Si vous voyez d’autres limites, j’attend vos commentaires

D'autres techniques ?

Facebook et Google Analytics ont développé des techniques particulières pour exécuter du code alors qu'il n'est pas forcément encore téléchargé.

Google analytics utilise dans sa version asynchrone une astuce tirant parti de la versatilité de JS. Un Array est déclaré et le webmaster utilise .push() en lui passant le nom et les paramètres des méthodes à appeler. Lorsque le fichier ga.js arrive, celui ci remplace le tableau par une classe, exécute toutes les commandes demandées auparavant et .push() sert maintenant à exécuter directement les méthodes.

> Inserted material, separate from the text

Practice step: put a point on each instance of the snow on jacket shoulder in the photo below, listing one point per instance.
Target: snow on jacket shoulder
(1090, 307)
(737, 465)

Facebook pour sa part a expliqué que pour passer de 5s à 2.5s avant le 1er clic, ils ont du faire du très spécifique : ils déclarent en haut de page un petit listener JS, le reste du JS étant en bas de page (145Ko en 16 requêtes). Si l'utilisateur clique vite, ce petit code ouvre une popup JS qui va chercher sur le serveur le HTML et le JS a exécuter.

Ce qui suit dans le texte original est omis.